English 3 Period
February 13, 2012
“The Soldier” by Rupert Brooke
In Rupert Brooke’s poem “The Soldier”, the author uses metaphors, similes, and assonance to create the theme about the experience in war; how terrible and how merciless it is.
First of all, Brooke uses a metaphor to compare different countries. In the following quote, the author illustrates a metaphor, “If I should die, think only this of me: That there’s some corner of a foreign field that is forever England”. From this quote, we can see how he compared his soul, England, and the enemy’s battlefield.
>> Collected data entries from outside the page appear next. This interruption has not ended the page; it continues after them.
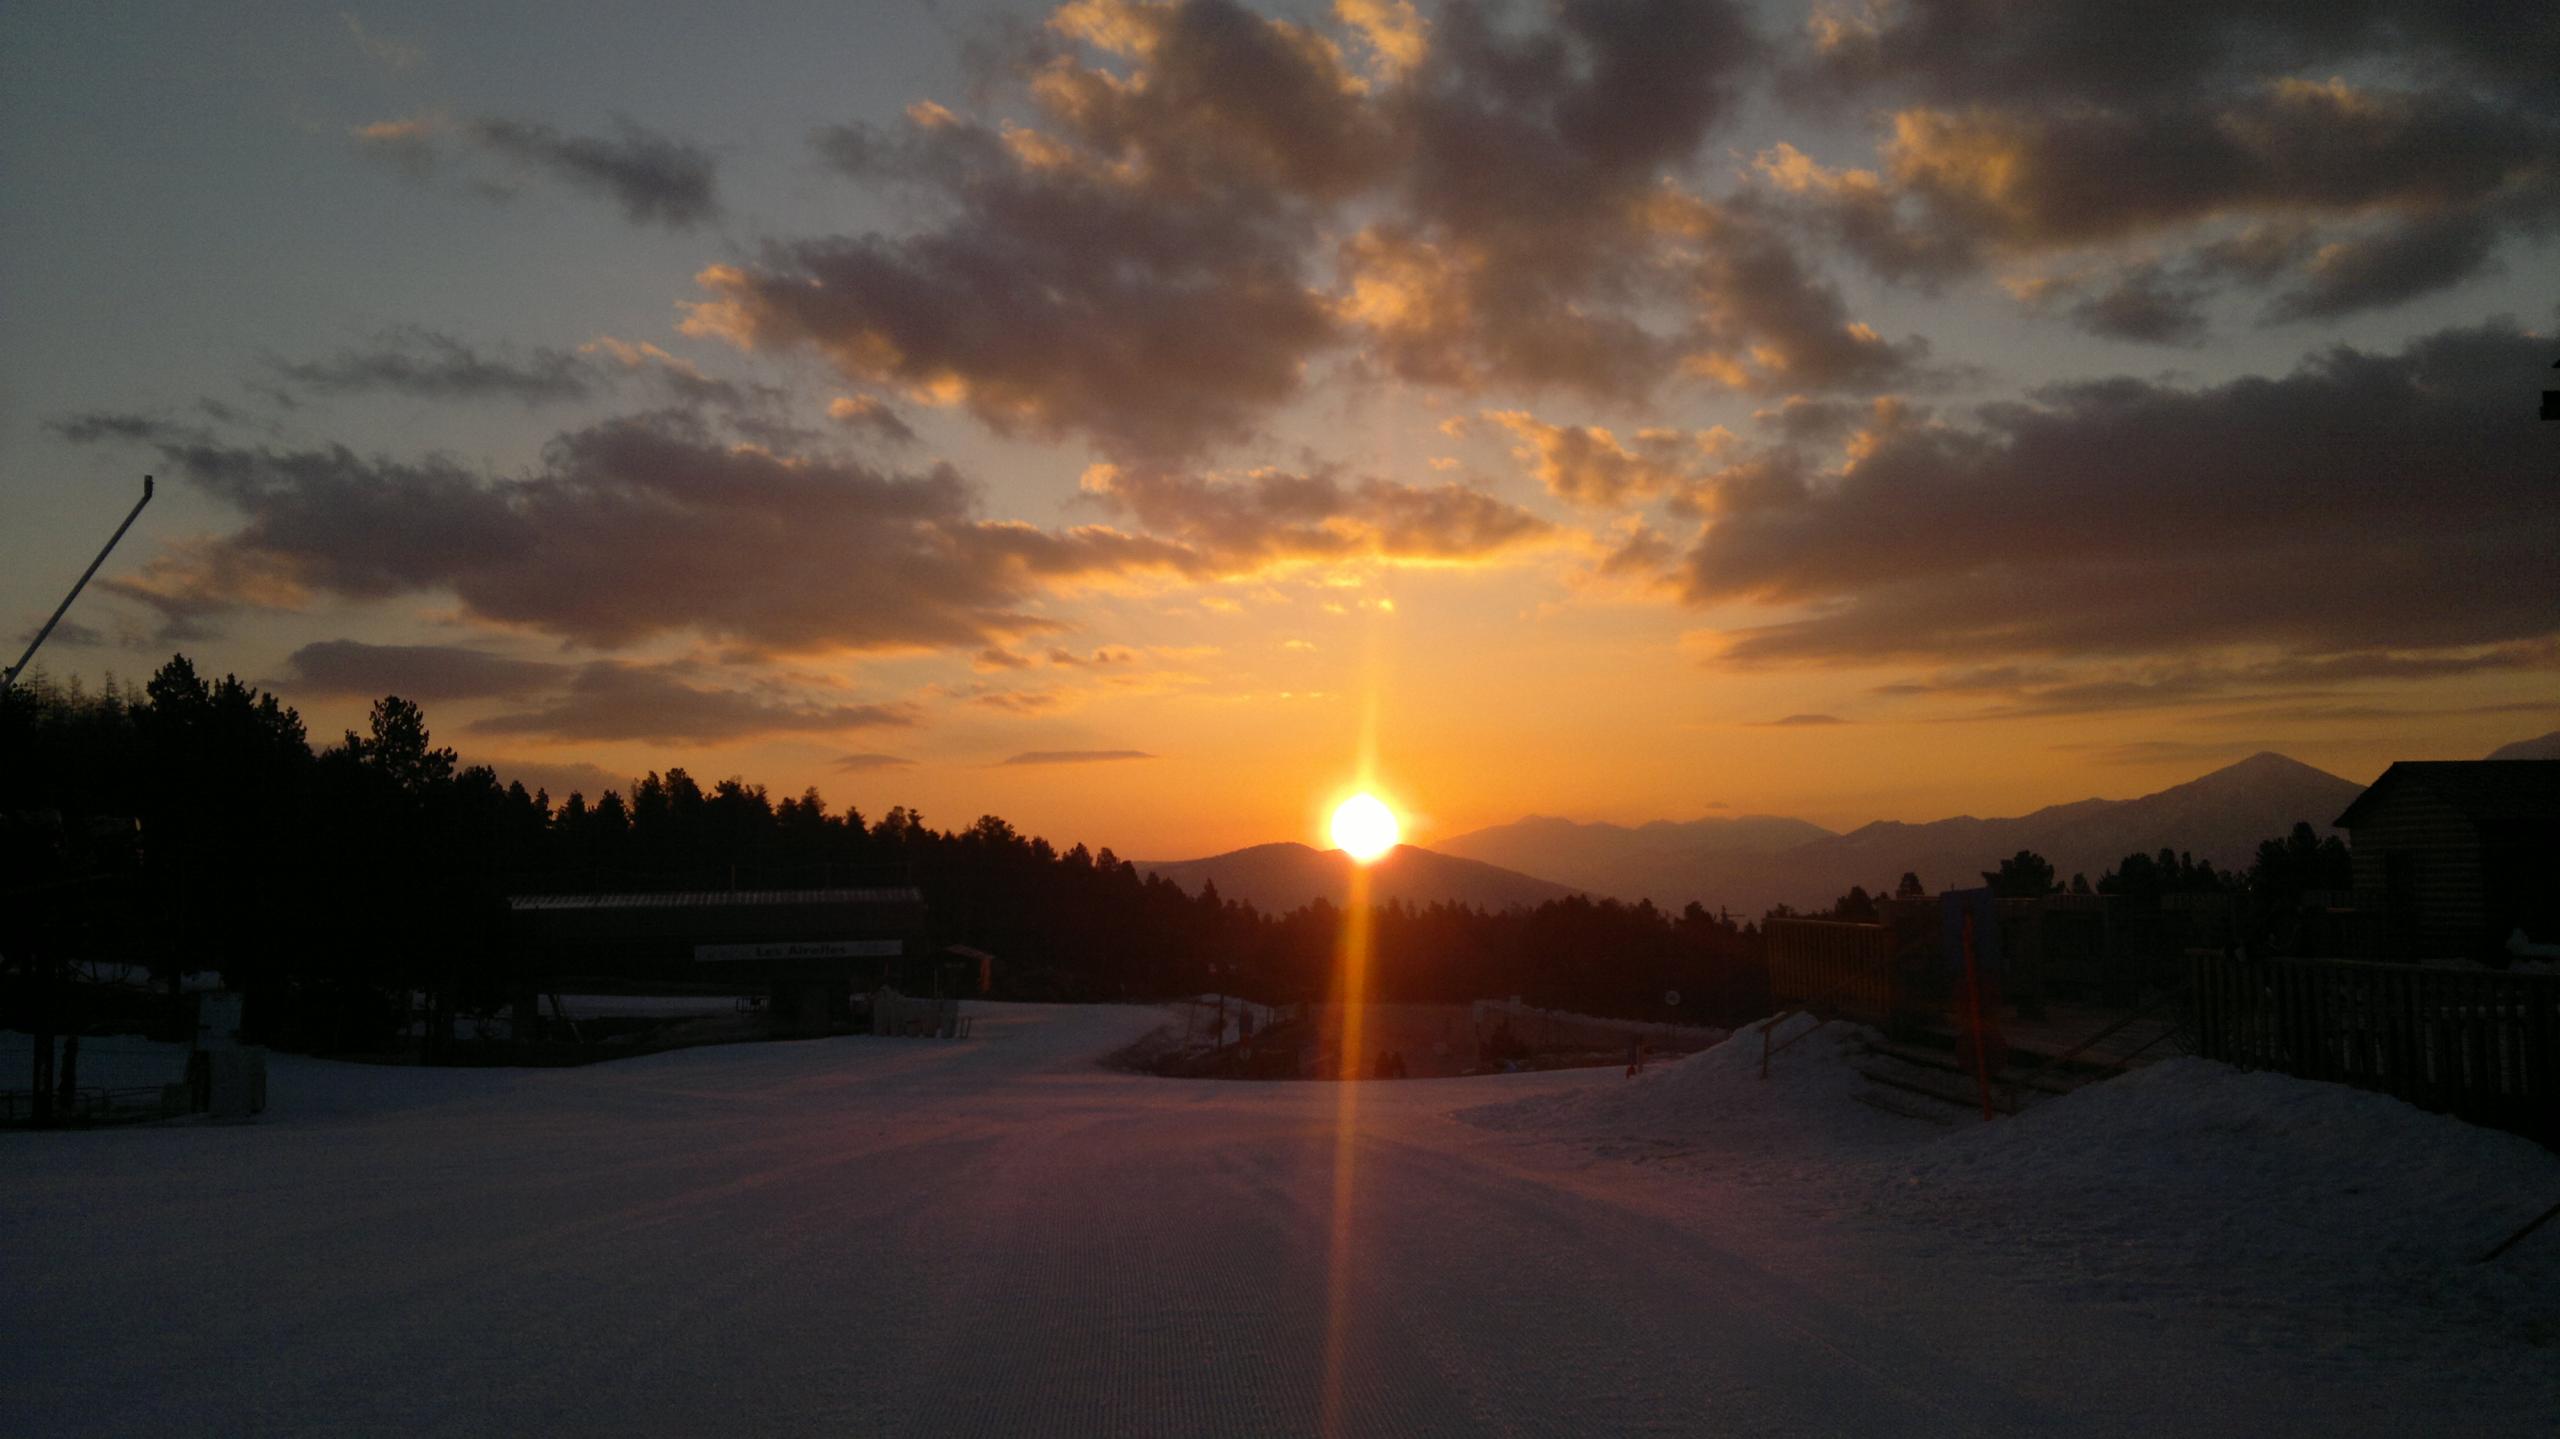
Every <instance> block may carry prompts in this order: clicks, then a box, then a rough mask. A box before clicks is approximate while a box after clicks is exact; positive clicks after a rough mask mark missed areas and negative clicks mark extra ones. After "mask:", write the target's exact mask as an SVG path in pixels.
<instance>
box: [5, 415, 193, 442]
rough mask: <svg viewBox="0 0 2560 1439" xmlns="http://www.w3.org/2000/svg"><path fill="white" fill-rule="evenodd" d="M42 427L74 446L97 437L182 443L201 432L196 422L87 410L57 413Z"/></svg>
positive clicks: (108, 438)
mask: <svg viewBox="0 0 2560 1439" xmlns="http://www.w3.org/2000/svg"><path fill="white" fill-rule="evenodd" d="M44 428H46V430H54V433H56V435H61V438H64V440H69V443H74V446H95V443H100V440H133V443H143V446H182V443H189V440H197V438H202V435H205V430H202V428H197V425H172V422H169V420H154V417H148V415H115V412H105V410H97V412H87V415H61V417H56V420H46V425H44Z"/></svg>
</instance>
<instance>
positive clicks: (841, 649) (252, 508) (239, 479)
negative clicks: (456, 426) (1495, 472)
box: [79, 412, 1554, 653]
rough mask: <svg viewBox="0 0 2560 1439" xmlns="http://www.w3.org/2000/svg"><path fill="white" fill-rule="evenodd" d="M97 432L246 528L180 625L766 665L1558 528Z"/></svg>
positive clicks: (79, 422) (1305, 487) (653, 430)
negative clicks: (439, 602) (983, 512)
mask: <svg viewBox="0 0 2560 1439" xmlns="http://www.w3.org/2000/svg"><path fill="white" fill-rule="evenodd" d="M79 430H82V433H87V435H90V438H92V443H110V440H146V443H151V446H156V448H159V451H161V456H164V458H166V463H169V466H172V469H174V471H177V474H182V476H184V479H189V481H192V484H195V486H197V489H200V492H205V494H207V497H210V499H215V502H220V504H225V507H230V510H236V512H238V515H241V517H243V525H241V527H238V530H233V533H228V535H212V538H195V540H182V543H172V545H164V548H161V553H159V556H156V558H154V561H151V563H146V566H143V571H141V574H136V576H125V579H123V581H118V589H123V591H125V594H131V597H136V599H143V602H146V604H154V607H159V609H161V615H164V617H166V620H169V622H172V625H184V627H192V632H202V625H205V622H207V620H210V617H215V615H220V612H225V609H236V607H243V604H246V607H271V609H300V607H305V604H310V599H312V597H315V594H330V597H346V599H392V597H402V594H422V591H451V594H453V597H458V599H461V607H463V612H466V615H471V617H474V620H484V622H494V625H517V627H530V630H540V632H548V635H556V638H563V640H576V643H584V645H599V648H614V645H630V643H640V640H650V638H658V635H681V632H691V635H701V638H707V640H719V643H732V645H742V648H745V650H755V653H819V650H932V648H955V650H983V648H1001V645H1006V643H1011V640H1021V638H1034V635H1050V632H1057V630H1060V627H1062V625H1060V622H1057V620H1052V617H1047V615H1042V612H1039V604H1042V602H1044V599H1050V597H1055V594H1060V591H1068V589H1078V586H1091V584H1124V581H1134V579H1149V576H1152V579H1178V581H1206V579H1231V576H1247V574H1257V571H1262V568H1272V566H1290V563H1311V561H1354V558H1357V561H1390V563H1475V561H1490V558H1498V556H1508V553H1516V551H1523V548H1528V545H1536V543H1544V540H1551V538H1554V527H1551V525H1546V522H1544V520H1539V517H1533V515H1528V512H1523V510H1518V507H1513V504H1503V502H1498V499H1492V497H1487V494H1480V492H1475V489H1467V486H1457V484H1439V486H1405V484H1393V481H1385V479H1347V476H1336V474H1311V476H1298V474H1280V471H1257V474H1252V476H1247V479H1216V476H1190V474H1144V476H1139V474H1121V471H1111V469H1108V466H1103V469H1098V471H1096V474H1093V476H1088V492H1091V494H1093V497H1096V499H1098V502H1103V504H1108V507H1114V510H1121V512H1126V515H1134V517H1137V520H1139V522H1142V525H1144V527H1147V530H1155V533H1129V530H1119V527H1111V525H1075V527H1065V530H1050V527H1037V525H1027V522H1016V520H983V517H978V515H975V494H973V489H970V484H968V481H965V479H963V476H960V474H957V471H955V469H950V466H932V469H927V471H922V474H904V471H888V469H876V466H868V463H855V461H845V458H806V456H794V453H783V451H771V448H763V446H753V443H745V446H732V443H719V440H714V438H712V435H709V430H707V425H704V422H701V417H699V415H689V412H648V415H630V417H617V420H604V422H596V425H586V428H579V430H568V433H563V435H558V438H553V443H550V446H548V448H545V453H543V461H540V463H538V466H532V469H530V471H525V474H515V476H481V474H474V471H468V469H463V466H461V463H456V461H453V458H445V456H422V458H407V461H402V458H381V456H376V458H366V456H358V453H353V451H348V448H343V446H330V448H271V446H230V443H218V440H212V438H205V435H195V433H177V430H166V428H156V425H151V422H143V420H131V422H125V420H118V417H84V420H82V422H79Z"/></svg>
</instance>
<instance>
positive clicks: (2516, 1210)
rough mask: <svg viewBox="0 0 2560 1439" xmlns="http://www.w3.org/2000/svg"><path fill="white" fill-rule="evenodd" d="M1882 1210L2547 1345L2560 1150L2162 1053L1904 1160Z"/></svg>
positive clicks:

As you can see, the theme is shown by this example because he is saying if he dies, his love for England is so strong, that a foreign field will become England.
Initially, the author again uses metaphors in the following quote, “In that rich earth a richer dust concealed”. This quote illustrates the idea that something may not seem valuable, but it is worth more than how it looks like. Clearly, the author made the choice to include a metaphor, so the readers could see that if he dies in a different land, that land will become rich with his soul. In other words, if he dies, the land he dies in becomes England.
First of all, the author uses similes to compare his country and emotions. Brooke uses a simile in the following quote to compare his country “Her sights and sounds; dreams happy as her day; And laughter learnt of friends; and gentleness”. In this quote, he explains what life is like without war. This example of a simile is shown to compare the days without war.
Rupert Brooke probably decided to write this poem to explain his love for his country; he also wanted to express how his experience in war was. He also possibly wrote this because he thinks God will be impressed with his love for England.